J’ajoute que les arènes sont très souvent, sans pitié pour les toreros, même les plus adulés : Nulle part ailleurs je n’ai vu tant artistes-les toreros en sont- subir broncas et injures parce qu’ils se comportaient vulgairement face à leur adversaire.
Non seulement les aficionados aiment les animaux (Nous avons nous aussi des chiens, des chats, des canaris et des tortues que nous choyons !), mais leur connaissance de la nature est souvent bien plus sérieuse que celle de ces « écolos » citadins qui en restent à un anthropomorphisme réducteur. Eux qui n’ont en général que le mot « biodiversité » à la bouche, savent-ils seulement que ces races de « toros » disparaitraient aussi rapidement que la corrida, en cas d’interdiction ?

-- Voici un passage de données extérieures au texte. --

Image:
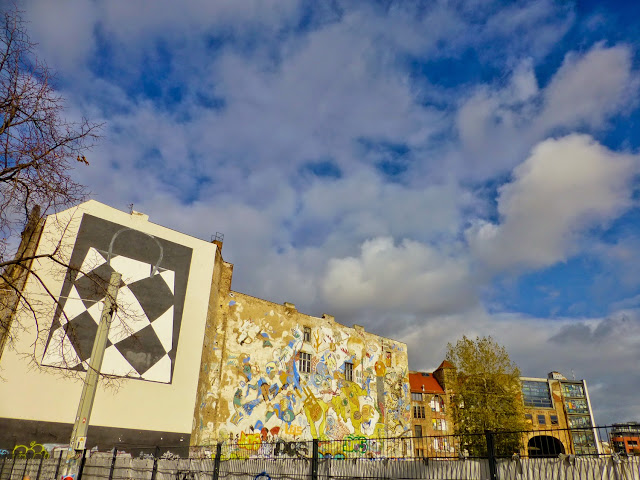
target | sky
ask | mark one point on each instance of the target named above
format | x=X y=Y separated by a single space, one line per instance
x=425 y=169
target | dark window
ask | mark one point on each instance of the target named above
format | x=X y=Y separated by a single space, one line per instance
x=348 y=371
x=437 y=404
x=577 y=422
x=536 y=394
x=305 y=362
x=574 y=390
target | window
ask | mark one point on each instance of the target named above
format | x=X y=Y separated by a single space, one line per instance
x=572 y=390
x=305 y=362
x=439 y=424
x=536 y=394
x=306 y=334
x=576 y=406
x=577 y=422
x=348 y=371
x=437 y=405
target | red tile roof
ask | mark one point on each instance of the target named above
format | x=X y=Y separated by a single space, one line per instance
x=445 y=364
x=418 y=379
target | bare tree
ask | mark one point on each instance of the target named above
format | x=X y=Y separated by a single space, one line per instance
x=39 y=147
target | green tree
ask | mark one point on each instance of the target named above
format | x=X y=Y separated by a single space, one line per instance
x=487 y=396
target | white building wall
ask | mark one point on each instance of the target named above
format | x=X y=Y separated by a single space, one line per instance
x=45 y=393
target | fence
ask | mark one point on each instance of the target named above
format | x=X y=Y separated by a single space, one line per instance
x=549 y=454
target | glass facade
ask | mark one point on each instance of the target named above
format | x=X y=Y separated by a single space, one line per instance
x=536 y=394
x=576 y=406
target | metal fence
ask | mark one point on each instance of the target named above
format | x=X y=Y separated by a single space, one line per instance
x=541 y=454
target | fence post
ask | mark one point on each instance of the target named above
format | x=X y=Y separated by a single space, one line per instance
x=216 y=464
x=26 y=464
x=13 y=464
x=314 y=460
x=55 y=475
x=154 y=471
x=82 y=462
x=113 y=462
x=491 y=454
x=39 y=468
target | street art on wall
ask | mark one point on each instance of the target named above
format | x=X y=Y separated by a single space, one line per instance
x=144 y=333
x=338 y=384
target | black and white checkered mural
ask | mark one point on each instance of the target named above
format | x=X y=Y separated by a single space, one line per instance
x=144 y=332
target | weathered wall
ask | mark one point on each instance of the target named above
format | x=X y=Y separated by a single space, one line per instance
x=161 y=348
x=252 y=388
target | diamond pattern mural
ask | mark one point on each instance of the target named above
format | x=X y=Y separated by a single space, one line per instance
x=142 y=336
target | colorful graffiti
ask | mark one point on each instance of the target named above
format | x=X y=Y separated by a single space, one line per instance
x=339 y=384
x=34 y=450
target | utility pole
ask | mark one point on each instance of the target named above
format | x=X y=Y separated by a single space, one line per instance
x=81 y=425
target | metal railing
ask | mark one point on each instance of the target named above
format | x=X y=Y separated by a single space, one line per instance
x=535 y=454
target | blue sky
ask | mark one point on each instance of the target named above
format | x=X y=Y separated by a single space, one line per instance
x=424 y=169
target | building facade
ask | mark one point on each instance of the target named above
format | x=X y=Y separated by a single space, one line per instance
x=430 y=405
x=190 y=361
x=625 y=438
x=270 y=372
x=559 y=414
x=150 y=361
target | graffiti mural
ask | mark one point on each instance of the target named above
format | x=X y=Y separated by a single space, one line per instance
x=293 y=380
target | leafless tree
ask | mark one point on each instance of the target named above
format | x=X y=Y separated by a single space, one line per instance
x=39 y=147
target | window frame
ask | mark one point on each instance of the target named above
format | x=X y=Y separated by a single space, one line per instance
x=348 y=371
x=304 y=362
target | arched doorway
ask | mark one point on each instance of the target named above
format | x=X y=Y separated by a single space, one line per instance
x=545 y=446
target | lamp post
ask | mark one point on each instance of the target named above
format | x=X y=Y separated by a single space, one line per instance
x=81 y=425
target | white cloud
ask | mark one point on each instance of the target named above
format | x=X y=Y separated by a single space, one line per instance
x=566 y=186
x=587 y=89
x=409 y=277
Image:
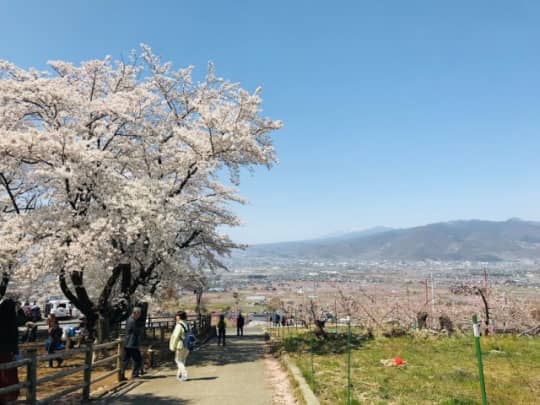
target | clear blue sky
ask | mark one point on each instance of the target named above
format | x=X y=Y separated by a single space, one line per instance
x=396 y=113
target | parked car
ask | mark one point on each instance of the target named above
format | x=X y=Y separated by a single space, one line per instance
x=63 y=309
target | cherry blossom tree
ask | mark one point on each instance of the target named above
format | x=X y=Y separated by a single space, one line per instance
x=124 y=167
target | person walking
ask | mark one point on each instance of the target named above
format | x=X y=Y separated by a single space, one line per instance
x=54 y=341
x=132 y=342
x=222 y=326
x=240 y=324
x=176 y=345
x=9 y=347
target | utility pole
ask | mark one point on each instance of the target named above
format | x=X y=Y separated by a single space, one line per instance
x=432 y=296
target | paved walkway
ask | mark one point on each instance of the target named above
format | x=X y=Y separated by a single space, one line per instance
x=218 y=375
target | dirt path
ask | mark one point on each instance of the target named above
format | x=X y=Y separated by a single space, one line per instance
x=239 y=373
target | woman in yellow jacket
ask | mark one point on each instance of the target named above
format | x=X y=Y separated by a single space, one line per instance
x=176 y=345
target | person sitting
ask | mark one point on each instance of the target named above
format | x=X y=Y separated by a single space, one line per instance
x=30 y=333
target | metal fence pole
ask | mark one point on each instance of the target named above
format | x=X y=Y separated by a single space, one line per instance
x=31 y=377
x=87 y=374
x=120 y=352
x=349 y=385
x=476 y=330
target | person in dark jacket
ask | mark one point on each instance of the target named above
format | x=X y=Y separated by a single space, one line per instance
x=240 y=324
x=54 y=341
x=30 y=334
x=222 y=327
x=134 y=331
x=9 y=347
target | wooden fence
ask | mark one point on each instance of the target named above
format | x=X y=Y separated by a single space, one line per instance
x=200 y=325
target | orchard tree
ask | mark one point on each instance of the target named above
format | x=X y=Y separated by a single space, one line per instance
x=127 y=168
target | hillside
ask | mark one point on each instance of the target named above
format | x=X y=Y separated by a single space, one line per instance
x=457 y=240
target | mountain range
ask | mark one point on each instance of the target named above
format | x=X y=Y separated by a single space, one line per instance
x=475 y=240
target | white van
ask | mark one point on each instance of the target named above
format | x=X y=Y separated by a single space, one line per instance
x=63 y=309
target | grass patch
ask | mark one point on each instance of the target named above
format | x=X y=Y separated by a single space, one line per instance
x=439 y=370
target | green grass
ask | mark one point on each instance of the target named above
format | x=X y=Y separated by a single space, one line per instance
x=441 y=370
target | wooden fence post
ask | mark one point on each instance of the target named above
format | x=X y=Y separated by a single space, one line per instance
x=120 y=358
x=31 y=377
x=87 y=374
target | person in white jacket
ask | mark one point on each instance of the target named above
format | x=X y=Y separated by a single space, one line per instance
x=176 y=345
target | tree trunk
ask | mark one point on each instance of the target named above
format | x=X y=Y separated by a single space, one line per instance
x=4 y=283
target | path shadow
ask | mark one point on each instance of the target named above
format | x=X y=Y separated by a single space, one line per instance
x=143 y=399
x=236 y=350
x=151 y=377
x=201 y=379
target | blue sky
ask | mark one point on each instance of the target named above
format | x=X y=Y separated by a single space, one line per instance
x=396 y=113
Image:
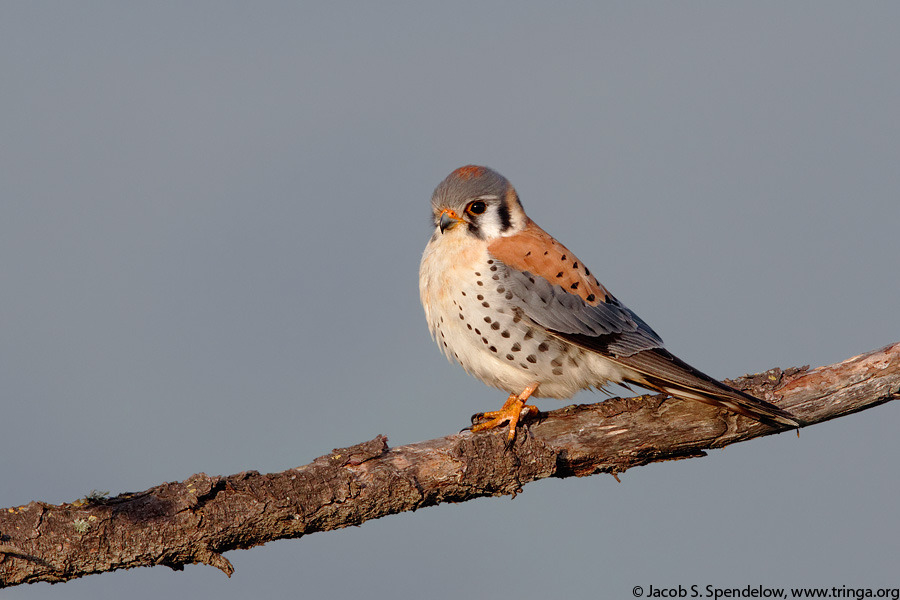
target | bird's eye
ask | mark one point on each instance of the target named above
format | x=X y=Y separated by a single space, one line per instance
x=476 y=208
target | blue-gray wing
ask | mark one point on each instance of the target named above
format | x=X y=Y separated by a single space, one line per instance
x=608 y=326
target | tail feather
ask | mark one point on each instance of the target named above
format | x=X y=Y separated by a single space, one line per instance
x=660 y=370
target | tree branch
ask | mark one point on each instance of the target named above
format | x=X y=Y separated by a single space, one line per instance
x=196 y=520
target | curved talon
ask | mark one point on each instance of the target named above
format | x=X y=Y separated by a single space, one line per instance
x=513 y=410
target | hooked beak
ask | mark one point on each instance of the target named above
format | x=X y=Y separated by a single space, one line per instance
x=449 y=220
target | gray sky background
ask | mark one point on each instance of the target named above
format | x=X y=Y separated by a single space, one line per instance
x=211 y=218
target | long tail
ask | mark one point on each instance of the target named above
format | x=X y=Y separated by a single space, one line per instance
x=661 y=370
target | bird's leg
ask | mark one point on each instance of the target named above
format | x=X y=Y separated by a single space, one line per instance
x=513 y=409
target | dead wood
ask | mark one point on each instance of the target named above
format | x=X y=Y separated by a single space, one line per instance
x=196 y=520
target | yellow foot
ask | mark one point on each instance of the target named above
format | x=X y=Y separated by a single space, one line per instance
x=513 y=409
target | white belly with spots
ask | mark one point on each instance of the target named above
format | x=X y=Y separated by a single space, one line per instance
x=473 y=322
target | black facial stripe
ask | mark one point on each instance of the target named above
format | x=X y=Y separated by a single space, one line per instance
x=503 y=213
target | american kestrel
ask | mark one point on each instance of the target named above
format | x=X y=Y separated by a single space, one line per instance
x=521 y=313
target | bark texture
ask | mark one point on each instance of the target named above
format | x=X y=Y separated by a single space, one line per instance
x=196 y=520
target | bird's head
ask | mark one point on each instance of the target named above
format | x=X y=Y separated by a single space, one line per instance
x=477 y=201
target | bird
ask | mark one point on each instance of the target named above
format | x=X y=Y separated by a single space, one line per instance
x=519 y=311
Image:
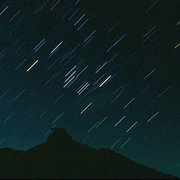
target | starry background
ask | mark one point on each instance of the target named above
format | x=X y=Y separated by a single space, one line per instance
x=107 y=71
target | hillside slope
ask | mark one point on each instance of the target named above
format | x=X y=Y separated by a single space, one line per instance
x=62 y=157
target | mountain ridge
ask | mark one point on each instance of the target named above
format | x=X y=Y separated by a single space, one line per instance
x=60 y=157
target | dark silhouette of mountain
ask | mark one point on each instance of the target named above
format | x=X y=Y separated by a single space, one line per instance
x=62 y=157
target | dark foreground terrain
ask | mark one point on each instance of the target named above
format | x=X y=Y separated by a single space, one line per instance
x=62 y=157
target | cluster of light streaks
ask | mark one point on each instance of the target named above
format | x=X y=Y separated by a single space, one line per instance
x=105 y=74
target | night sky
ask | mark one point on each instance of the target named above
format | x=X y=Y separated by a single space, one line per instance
x=107 y=71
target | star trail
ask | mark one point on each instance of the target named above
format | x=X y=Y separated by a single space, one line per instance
x=107 y=71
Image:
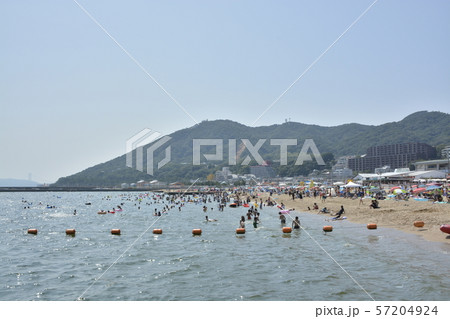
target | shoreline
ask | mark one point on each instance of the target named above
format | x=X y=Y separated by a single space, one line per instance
x=399 y=215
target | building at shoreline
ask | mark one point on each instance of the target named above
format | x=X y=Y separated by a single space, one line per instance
x=393 y=155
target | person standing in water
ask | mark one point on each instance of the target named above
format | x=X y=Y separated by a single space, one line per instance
x=296 y=223
x=256 y=221
x=242 y=222
x=282 y=219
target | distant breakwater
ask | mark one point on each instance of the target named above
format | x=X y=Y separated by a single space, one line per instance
x=101 y=189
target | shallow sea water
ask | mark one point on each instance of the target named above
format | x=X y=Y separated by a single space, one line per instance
x=264 y=264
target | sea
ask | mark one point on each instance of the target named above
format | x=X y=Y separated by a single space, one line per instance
x=351 y=263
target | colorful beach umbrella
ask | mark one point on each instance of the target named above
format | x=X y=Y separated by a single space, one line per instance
x=419 y=190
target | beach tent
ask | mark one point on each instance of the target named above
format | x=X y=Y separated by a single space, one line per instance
x=351 y=184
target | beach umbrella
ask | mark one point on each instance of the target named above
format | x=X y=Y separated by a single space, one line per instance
x=419 y=190
x=351 y=184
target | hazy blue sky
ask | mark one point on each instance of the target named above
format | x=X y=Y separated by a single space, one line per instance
x=70 y=97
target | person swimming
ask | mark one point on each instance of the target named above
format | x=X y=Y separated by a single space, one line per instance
x=296 y=223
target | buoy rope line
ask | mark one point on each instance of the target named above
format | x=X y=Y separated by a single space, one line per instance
x=132 y=244
x=314 y=62
x=321 y=247
x=135 y=61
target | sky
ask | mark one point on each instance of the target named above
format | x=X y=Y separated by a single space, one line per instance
x=71 y=96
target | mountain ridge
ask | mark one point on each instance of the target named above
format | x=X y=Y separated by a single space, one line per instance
x=345 y=139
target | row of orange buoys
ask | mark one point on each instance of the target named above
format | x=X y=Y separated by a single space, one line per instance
x=198 y=231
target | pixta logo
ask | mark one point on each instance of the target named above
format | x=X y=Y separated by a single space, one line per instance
x=138 y=142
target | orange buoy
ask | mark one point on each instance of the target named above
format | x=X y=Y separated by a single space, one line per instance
x=419 y=223
x=70 y=232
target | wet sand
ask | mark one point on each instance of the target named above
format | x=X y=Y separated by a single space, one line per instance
x=392 y=213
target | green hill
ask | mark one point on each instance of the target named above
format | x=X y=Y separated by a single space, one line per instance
x=349 y=139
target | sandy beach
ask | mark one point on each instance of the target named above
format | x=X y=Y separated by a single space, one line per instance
x=395 y=214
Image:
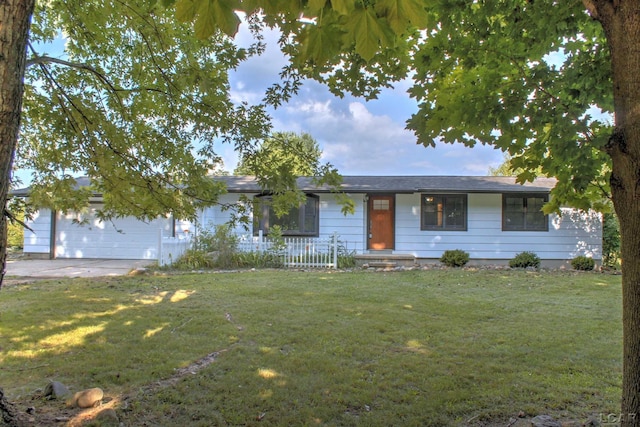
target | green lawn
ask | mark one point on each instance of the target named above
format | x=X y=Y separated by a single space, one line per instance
x=415 y=348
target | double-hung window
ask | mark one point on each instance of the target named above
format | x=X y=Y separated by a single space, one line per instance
x=523 y=212
x=444 y=212
x=300 y=221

Mais revenons un instant à ce 16 septembre 2012, à Nîmes. Pendant environ deux heures et demi, les arènes romaines (les plus grandes après le Colisée), y furent le centre de la tauromachie mondiale. Sur les 16000 spectateurs, une bonne moitié venait d’Espagne, du Mexique (la patrie d’adoption de José Tomas), de Colombie, des Etats-Unis etc…Parmi ces « barbares » on pouvait reconnaître l’écrivain péruvien Mario Vargas Llosa, prix Nobel de littérature, l’acteur et metteur en scène Denis Podalydès, de la Comédie Française, l’architecte Jean Nouvel etc…Tous, jusqu’au dernier spectateur de l’amphithéatre, nous eûmes le sentiment de vivre un moment unique, éphémère hélas, mais unique. Le critique taurin du journal espagnol « El Mundo » Vincente Zabala de la Serna, qui en a vu d’autres, avoua à ses lecteurs, au moment d’écrire son papier que ses yeux étaient encore inondés par l’émotion.
A l’issu de cette journée, en me demandant si je reverrai un jour une corrida aussi sublime, quasi parfaite, je n’avais aucun doute d’être du côté du raffinement et de la civilisation, quand la violence et l’intolérance se trouvent bien, elles, du côté de ces extrémistes de l’animalisme, capables de poser des bombes et de tuer des hommes pour défendre leur « cause ».
Les amateurs de tauromachie, eux, souhaitent seulement qu’on les laisse donner libre court à leur passion. Avec l’avis du conseil constitutionnel, ls viennent, en France, d’écarter un danger, mais ne sont pas sûr de rester en paix bien longtemps.